Inverosimili
copricapi d’inverosimili capi indiani e vecchi beatnik col codino declinano la
morte del pianeta a Parigi. Ma la kermesse non è stata di parata, dietro il
folklore c’è un business solido. E oggi sono tutti contenti coi cento miliardi
da spendere nei paesi del “Terzo mondo” – a Parigi c’è ancora il Terzo mondo…
La
morte del pianeta sarebbe evitata nell’immediato, e di colpo, abolendo il
motore a scoppio: basterebbe l’idrogeno, o altra miscela non fossile, e l’aria torna
subito pulita, il surriscaldamento stpopato. Ma questo non era in agenda, non si fanno ricerche di combustibili
alternativi. Si investe – soldi pubblici – per ridurre le emissioni nocive dopo
averle prodotte e non per evitarne la produzione. Il resto – la deforestazione,
le mascherine, etc. - serve a duper le
bourgeois, sempre tenero di cuore, perché apra il portafoglio contento.
Gli
obiettivi restano vaghi, gli impegni imprecisi, tutto ciò che serve è creare un
po’ di panico che giustifichi presso l’opinione pubblica l’impegno di ingenti
risorse pubbliche per il business. Obama lo ha detto all’apertura: “Mostriamo
agli affari e agli investitori che l’economia globale è sul cammino stabile per
un futuro a basso carbonio. Ci sono centinaia di miliardi di dollari pronti
all’uso in giro per il mondo se avranno il segnale che abbiamo intenzioni serie.
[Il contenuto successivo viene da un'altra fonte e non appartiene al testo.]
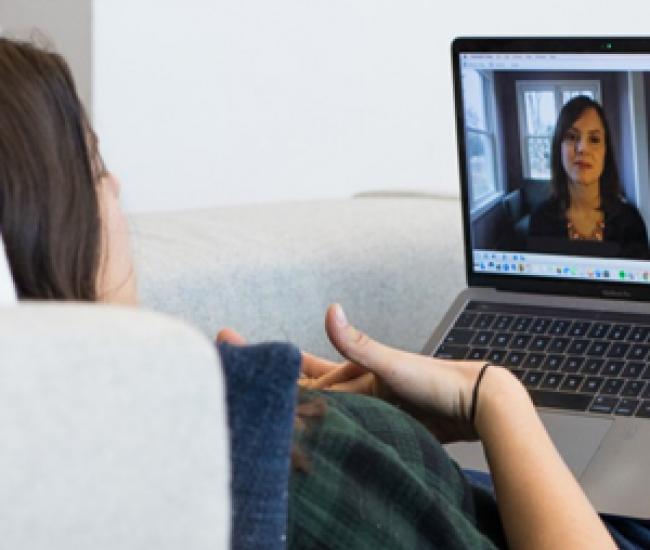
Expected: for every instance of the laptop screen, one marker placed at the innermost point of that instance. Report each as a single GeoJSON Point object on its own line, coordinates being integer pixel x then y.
{"type": "Point", "coordinates": [555, 160]}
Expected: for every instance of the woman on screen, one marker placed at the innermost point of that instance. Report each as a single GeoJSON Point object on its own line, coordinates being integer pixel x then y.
{"type": "Point", "coordinates": [587, 212]}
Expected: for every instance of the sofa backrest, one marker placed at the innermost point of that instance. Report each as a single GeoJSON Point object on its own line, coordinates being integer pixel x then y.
{"type": "Point", "coordinates": [113, 431]}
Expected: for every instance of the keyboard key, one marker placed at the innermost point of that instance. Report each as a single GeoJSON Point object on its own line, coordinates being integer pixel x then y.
{"type": "Point", "coordinates": [599, 330]}
{"type": "Point", "coordinates": [578, 347]}
{"type": "Point", "coordinates": [532, 378]}
{"type": "Point", "coordinates": [520, 341]}
{"type": "Point", "coordinates": [612, 386]}
{"type": "Point", "coordinates": [626, 407]}
{"type": "Point", "coordinates": [603, 404]}
{"type": "Point", "coordinates": [612, 368]}
{"type": "Point", "coordinates": [592, 366]}
{"type": "Point", "coordinates": [632, 370]}
{"type": "Point", "coordinates": [465, 320]}
{"type": "Point", "coordinates": [496, 356]}
{"type": "Point", "coordinates": [446, 351]}
{"type": "Point", "coordinates": [572, 364]}
{"type": "Point", "coordinates": [540, 325]}
{"type": "Point", "coordinates": [618, 350]}
{"type": "Point", "coordinates": [558, 345]}
{"type": "Point", "coordinates": [514, 358]}
{"type": "Point", "coordinates": [559, 400]}
{"type": "Point", "coordinates": [638, 352]}
{"type": "Point", "coordinates": [519, 373]}
{"type": "Point", "coordinates": [553, 362]}
{"type": "Point", "coordinates": [638, 334]}
{"type": "Point", "coordinates": [633, 388]}
{"type": "Point", "coordinates": [644, 410]}
{"type": "Point", "coordinates": [459, 336]}
{"type": "Point", "coordinates": [618, 332]}
{"type": "Point", "coordinates": [483, 338]}
{"type": "Point", "coordinates": [477, 353]}
{"type": "Point", "coordinates": [552, 381]}
{"type": "Point", "coordinates": [539, 343]}
{"type": "Point", "coordinates": [484, 320]}
{"type": "Point", "coordinates": [572, 382]}
{"type": "Point", "coordinates": [579, 328]}
{"type": "Point", "coordinates": [559, 327]}
{"type": "Point", "coordinates": [534, 360]}
{"type": "Point", "coordinates": [597, 348]}
{"type": "Point", "coordinates": [501, 340]}
{"type": "Point", "coordinates": [503, 322]}
{"type": "Point", "coordinates": [592, 384]}
{"type": "Point", "coordinates": [522, 324]}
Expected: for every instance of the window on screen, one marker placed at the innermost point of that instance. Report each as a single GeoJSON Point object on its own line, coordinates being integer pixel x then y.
{"type": "Point", "coordinates": [539, 103]}
{"type": "Point", "coordinates": [480, 138]}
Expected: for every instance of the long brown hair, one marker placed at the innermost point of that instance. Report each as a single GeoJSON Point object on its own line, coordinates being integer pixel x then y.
{"type": "Point", "coordinates": [610, 189]}
{"type": "Point", "coordinates": [49, 213]}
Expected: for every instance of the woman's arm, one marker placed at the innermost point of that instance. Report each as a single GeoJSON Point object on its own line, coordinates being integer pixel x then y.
{"type": "Point", "coordinates": [540, 502]}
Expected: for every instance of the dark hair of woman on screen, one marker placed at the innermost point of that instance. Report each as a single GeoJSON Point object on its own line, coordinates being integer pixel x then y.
{"type": "Point", "coordinates": [587, 213]}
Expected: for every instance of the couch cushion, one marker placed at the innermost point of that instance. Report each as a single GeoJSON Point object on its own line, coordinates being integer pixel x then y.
{"type": "Point", "coordinates": [113, 429]}
{"type": "Point", "coordinates": [270, 270]}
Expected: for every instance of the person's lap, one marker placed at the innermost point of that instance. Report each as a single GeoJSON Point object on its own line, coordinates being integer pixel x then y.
{"type": "Point", "coordinates": [628, 533]}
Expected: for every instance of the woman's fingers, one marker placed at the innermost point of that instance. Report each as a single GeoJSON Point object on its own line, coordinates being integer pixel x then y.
{"type": "Point", "coordinates": [356, 345]}
{"type": "Point", "coordinates": [340, 375]}
{"type": "Point", "coordinates": [315, 367]}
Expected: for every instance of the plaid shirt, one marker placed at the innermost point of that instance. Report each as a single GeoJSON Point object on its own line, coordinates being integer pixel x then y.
{"type": "Point", "coordinates": [378, 479]}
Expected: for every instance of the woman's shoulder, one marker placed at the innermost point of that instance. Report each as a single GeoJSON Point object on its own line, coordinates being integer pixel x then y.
{"type": "Point", "coordinates": [550, 207]}
{"type": "Point", "coordinates": [623, 212]}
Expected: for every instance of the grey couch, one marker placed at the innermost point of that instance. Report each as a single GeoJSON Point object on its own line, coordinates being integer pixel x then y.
{"type": "Point", "coordinates": [113, 419]}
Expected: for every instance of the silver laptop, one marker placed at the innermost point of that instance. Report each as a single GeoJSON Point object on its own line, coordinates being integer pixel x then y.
{"type": "Point", "coordinates": [554, 159]}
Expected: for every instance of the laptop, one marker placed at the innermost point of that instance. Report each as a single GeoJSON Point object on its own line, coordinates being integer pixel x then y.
{"type": "Point", "coordinates": [561, 300]}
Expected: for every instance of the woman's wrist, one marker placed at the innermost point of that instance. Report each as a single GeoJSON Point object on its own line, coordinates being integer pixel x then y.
{"type": "Point", "coordinates": [500, 396]}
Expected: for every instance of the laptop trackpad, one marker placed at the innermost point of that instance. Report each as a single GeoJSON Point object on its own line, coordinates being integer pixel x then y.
{"type": "Point", "coordinates": [576, 437]}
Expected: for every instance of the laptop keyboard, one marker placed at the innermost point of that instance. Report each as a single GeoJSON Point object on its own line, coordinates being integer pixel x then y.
{"type": "Point", "coordinates": [567, 359]}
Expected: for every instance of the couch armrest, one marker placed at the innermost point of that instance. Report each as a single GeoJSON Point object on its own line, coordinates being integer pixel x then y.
{"type": "Point", "coordinates": [114, 431]}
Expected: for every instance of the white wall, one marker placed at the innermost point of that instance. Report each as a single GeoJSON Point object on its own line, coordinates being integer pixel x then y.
{"type": "Point", "coordinates": [205, 102]}
{"type": "Point", "coordinates": [65, 24]}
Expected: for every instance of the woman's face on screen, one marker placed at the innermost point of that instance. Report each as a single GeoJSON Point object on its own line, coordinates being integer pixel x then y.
{"type": "Point", "coordinates": [583, 149]}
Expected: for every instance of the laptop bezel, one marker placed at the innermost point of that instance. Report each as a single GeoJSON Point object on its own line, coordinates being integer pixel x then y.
{"type": "Point", "coordinates": [527, 283]}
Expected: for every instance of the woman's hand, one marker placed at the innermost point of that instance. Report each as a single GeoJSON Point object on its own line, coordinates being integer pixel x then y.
{"type": "Point", "coordinates": [436, 392]}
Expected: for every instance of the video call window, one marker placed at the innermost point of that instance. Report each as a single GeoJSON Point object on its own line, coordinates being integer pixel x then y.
{"type": "Point", "coordinates": [557, 158]}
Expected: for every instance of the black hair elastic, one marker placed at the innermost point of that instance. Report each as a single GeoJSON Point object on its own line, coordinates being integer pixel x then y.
{"type": "Point", "coordinates": [472, 410]}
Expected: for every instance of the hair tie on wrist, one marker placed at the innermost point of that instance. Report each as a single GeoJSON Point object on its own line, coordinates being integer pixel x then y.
{"type": "Point", "coordinates": [472, 410]}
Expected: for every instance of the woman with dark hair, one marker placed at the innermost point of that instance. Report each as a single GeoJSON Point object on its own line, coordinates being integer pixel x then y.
{"type": "Point", "coordinates": [587, 212]}
{"type": "Point", "coordinates": [366, 474]}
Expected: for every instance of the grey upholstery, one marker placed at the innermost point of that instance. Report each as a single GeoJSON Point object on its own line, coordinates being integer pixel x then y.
{"type": "Point", "coordinates": [113, 432]}
{"type": "Point", "coordinates": [113, 419]}
{"type": "Point", "coordinates": [271, 270]}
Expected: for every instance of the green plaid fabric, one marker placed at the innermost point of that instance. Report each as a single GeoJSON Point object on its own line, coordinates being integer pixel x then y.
{"type": "Point", "coordinates": [378, 479]}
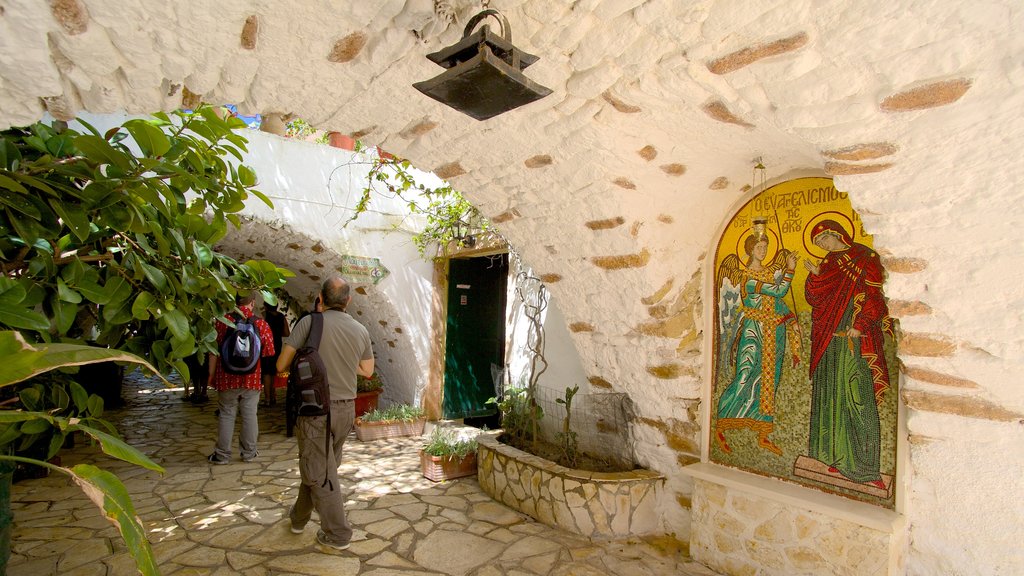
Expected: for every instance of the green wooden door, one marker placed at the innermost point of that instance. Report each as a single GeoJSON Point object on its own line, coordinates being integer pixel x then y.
{"type": "Point", "coordinates": [475, 339]}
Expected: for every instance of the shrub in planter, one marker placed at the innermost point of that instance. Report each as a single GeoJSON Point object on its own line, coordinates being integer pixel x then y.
{"type": "Point", "coordinates": [446, 455]}
{"type": "Point", "coordinates": [368, 393]}
{"type": "Point", "coordinates": [400, 419]}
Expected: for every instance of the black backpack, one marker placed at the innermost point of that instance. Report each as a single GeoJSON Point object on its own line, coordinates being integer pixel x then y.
{"type": "Point", "coordinates": [241, 348]}
{"type": "Point", "coordinates": [308, 389]}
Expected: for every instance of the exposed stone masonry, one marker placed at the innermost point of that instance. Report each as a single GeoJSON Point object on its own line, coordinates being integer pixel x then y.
{"type": "Point", "coordinates": [593, 504]}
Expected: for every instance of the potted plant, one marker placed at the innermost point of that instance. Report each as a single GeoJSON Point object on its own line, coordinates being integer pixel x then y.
{"type": "Point", "coordinates": [400, 419]}
{"type": "Point", "coordinates": [368, 393]}
{"type": "Point", "coordinates": [446, 455]}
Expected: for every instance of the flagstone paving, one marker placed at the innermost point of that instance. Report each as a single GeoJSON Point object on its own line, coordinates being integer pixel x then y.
{"type": "Point", "coordinates": [220, 520]}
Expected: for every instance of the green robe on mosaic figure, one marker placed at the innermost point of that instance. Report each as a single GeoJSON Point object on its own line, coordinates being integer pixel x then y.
{"type": "Point", "coordinates": [848, 367]}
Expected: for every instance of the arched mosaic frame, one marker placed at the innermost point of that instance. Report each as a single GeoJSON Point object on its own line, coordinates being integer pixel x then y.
{"type": "Point", "coordinates": [764, 422]}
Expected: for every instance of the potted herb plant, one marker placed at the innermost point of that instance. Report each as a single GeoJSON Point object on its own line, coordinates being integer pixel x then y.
{"type": "Point", "coordinates": [400, 419]}
{"type": "Point", "coordinates": [448, 455]}
{"type": "Point", "coordinates": [368, 393]}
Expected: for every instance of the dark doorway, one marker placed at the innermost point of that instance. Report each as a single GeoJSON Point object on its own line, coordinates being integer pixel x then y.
{"type": "Point", "coordinates": [474, 350]}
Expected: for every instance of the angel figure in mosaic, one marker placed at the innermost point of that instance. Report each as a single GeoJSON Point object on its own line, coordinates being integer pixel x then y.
{"type": "Point", "coordinates": [755, 332]}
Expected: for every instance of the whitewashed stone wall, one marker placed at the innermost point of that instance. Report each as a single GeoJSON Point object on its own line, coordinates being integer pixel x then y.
{"type": "Point", "coordinates": [613, 186]}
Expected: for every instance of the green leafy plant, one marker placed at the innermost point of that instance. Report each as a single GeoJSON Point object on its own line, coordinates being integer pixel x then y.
{"type": "Point", "coordinates": [372, 383]}
{"type": "Point", "coordinates": [445, 443]}
{"type": "Point", "coordinates": [107, 246]}
{"type": "Point", "coordinates": [104, 242]}
{"type": "Point", "coordinates": [451, 219]}
{"type": "Point", "coordinates": [394, 413]}
{"type": "Point", "coordinates": [519, 416]}
{"type": "Point", "coordinates": [20, 361]}
{"type": "Point", "coordinates": [567, 438]}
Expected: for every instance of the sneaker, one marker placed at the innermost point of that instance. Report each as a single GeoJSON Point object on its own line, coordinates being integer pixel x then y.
{"type": "Point", "coordinates": [322, 538]}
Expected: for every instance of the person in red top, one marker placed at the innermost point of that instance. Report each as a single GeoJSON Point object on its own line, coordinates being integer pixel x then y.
{"type": "Point", "coordinates": [238, 393]}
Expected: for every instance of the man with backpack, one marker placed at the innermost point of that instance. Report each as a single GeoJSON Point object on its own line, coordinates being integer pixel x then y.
{"type": "Point", "coordinates": [236, 376]}
{"type": "Point", "coordinates": [345, 351]}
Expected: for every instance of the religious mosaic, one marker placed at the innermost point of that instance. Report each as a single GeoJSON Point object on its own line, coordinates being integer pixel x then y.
{"type": "Point", "coordinates": [805, 369]}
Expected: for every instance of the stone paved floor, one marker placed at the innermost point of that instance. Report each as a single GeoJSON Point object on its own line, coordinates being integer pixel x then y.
{"type": "Point", "coordinates": [204, 519]}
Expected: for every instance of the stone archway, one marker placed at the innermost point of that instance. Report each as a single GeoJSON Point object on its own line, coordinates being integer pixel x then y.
{"type": "Point", "coordinates": [312, 262]}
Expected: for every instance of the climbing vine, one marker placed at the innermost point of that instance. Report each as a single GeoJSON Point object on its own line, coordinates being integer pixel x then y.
{"type": "Point", "coordinates": [452, 221]}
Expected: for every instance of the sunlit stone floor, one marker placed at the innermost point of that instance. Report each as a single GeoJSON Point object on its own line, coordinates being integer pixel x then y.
{"type": "Point", "coordinates": [203, 519]}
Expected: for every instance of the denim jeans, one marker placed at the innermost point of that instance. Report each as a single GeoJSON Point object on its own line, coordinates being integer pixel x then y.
{"type": "Point", "coordinates": [230, 403]}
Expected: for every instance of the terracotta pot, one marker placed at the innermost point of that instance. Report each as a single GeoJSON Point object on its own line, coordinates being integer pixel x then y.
{"type": "Point", "coordinates": [366, 402]}
{"type": "Point", "coordinates": [438, 468]}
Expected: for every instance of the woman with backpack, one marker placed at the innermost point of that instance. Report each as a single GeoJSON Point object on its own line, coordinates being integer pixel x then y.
{"type": "Point", "coordinates": [237, 377]}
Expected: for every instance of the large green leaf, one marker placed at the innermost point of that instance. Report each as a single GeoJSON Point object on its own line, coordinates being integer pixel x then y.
{"type": "Point", "coordinates": [10, 183]}
{"type": "Point", "coordinates": [151, 139]}
{"type": "Point", "coordinates": [20, 361]}
{"type": "Point", "coordinates": [11, 293]}
{"type": "Point", "coordinates": [113, 446]}
{"type": "Point", "coordinates": [100, 151]}
{"type": "Point", "coordinates": [140, 307]}
{"type": "Point", "coordinates": [68, 294]}
{"type": "Point", "coordinates": [177, 323]}
{"type": "Point", "coordinates": [24, 319]}
{"type": "Point", "coordinates": [111, 495]}
{"type": "Point", "coordinates": [19, 203]}
{"type": "Point", "coordinates": [74, 216]}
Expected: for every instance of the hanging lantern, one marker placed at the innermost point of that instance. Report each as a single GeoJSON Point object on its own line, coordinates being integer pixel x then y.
{"type": "Point", "coordinates": [484, 72]}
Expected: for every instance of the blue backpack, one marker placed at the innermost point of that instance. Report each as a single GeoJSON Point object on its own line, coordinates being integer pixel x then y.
{"type": "Point", "coordinates": [241, 350]}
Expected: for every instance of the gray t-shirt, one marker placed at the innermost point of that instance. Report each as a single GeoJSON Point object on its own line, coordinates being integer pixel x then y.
{"type": "Point", "coordinates": [344, 343]}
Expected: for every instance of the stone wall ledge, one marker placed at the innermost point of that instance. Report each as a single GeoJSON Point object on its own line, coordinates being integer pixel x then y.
{"type": "Point", "coordinates": [592, 504]}
{"type": "Point", "coordinates": [797, 496]}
Mandiamo quel segnale”. Era questo
il messaggio del primo presidente americano che lanciò l’industria dell’antinquinamento: Nixon, appena eletto, fine 1968.
A Obama ha fatto eco il
giorno dopo Ban-ki-moon, il segretario dell’Onu: “Affari e investitori si
aspettano un forte accordo a Parigi che mandi al mercato i giusti segnali”. E
il segretario di Stato Kerry il giorno successivo: “Quello che stiamo facendo è
mandare al mercato un segnale straordinario”.